|Downtown Rochester with in the Middle the Mayo Civic|
center where the meeting was held
Together with Albert de Vries I had the honour to wrap up the conference. It is a bit of a ungrateful honour, because many people are leaving the conference, much of what you want to say has already been told and people just want to go home. On the other hand it is also a nice challenge to make such a talk interesting.
The presentation that I gave can be found here. In short I presented that in my opinion a successful precision dairy farming application (I also call it "sensor system") has to do more than measuring a physiological status in a cow. That data has to be transformed in useful information. Without that information, the sensor is useless. The goal of precision dairy farming applications should be decision support. Sensor information therefore, for some applications, should be combined with other data sources and be associated with decision support tools.

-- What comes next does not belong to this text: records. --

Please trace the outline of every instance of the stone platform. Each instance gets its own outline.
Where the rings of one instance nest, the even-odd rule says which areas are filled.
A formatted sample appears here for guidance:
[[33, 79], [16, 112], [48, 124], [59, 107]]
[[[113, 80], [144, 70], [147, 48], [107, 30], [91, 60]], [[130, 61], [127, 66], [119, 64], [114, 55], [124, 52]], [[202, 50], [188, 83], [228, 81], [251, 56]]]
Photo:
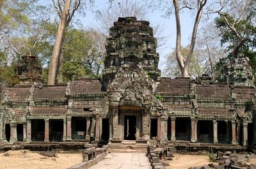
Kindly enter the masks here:
[[148, 169], [152, 168], [144, 153], [111, 153], [90, 169]]

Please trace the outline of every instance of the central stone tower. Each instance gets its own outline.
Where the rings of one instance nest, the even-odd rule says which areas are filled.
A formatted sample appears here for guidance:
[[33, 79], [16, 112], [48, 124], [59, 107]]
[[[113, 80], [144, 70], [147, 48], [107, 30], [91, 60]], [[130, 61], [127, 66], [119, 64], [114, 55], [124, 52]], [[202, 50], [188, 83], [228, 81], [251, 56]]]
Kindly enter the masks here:
[[105, 69], [102, 72], [102, 87], [113, 80], [119, 68], [133, 64], [143, 68], [154, 81], [160, 80], [159, 57], [156, 52], [157, 41], [149, 22], [136, 17], [119, 18], [110, 28], [106, 42]]

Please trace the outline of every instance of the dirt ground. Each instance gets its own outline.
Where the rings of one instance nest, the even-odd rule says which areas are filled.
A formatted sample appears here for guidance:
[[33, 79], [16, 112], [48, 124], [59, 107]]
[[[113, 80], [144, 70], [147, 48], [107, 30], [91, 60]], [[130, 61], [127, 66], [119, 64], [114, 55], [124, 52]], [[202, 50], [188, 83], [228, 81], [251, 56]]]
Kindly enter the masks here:
[[[6, 152], [10, 156], [4, 156]], [[28, 150], [9, 151], [6, 152], [0, 153], [1, 169], [60, 169], [82, 162], [81, 153], [57, 153], [58, 158], [47, 158]]]
[[[189, 166], [199, 166], [209, 163], [209, 157], [206, 155], [189, 155], [175, 154], [172, 161], [170, 162], [170, 166], [166, 169], [187, 169]], [[252, 158], [244, 161], [248, 165], [255, 164], [256, 158]], [[216, 163], [217, 164], [217, 163]]]
[[175, 154], [172, 161], [170, 162], [168, 169], [186, 169], [189, 166], [198, 166], [211, 163], [206, 155], [189, 155]]

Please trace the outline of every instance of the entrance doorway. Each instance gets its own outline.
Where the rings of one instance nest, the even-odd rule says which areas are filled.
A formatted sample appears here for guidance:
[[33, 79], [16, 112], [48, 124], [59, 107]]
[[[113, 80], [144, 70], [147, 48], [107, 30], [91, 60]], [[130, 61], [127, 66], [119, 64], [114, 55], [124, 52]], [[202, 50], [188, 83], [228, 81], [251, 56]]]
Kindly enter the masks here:
[[23, 124], [17, 124], [17, 140], [18, 142], [23, 142]]
[[135, 140], [136, 134], [136, 115], [125, 115], [124, 121], [124, 139]]
[[11, 127], [10, 124], [5, 124], [5, 138], [7, 142], [10, 142], [10, 138], [11, 137]]

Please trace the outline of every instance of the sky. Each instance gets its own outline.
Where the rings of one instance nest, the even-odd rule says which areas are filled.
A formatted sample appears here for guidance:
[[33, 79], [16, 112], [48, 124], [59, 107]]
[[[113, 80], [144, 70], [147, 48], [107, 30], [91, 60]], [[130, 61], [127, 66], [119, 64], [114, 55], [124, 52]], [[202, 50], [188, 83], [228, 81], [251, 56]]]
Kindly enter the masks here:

There are hardly any applications described in scientific literature (see the review of Niels Rutten) that contain all of these aspects.
Successfull applications should furthermore be economical viable (benefits exceed the costs), although this is not always necessary, for instance in the case of adoption of automatic milking, where quality of life, flexibility of labor etc. are important reasons to invest in automatic milking.
Finally I think that the ultimate goal of precision dairy farming should be to explore the full potential of each individual dairy cow, instead of managing cows in groups. In the old days with small herds, that was possible, with the larger herds, that became difficult, but now with assitance of precision dairy farming technology it is possible again.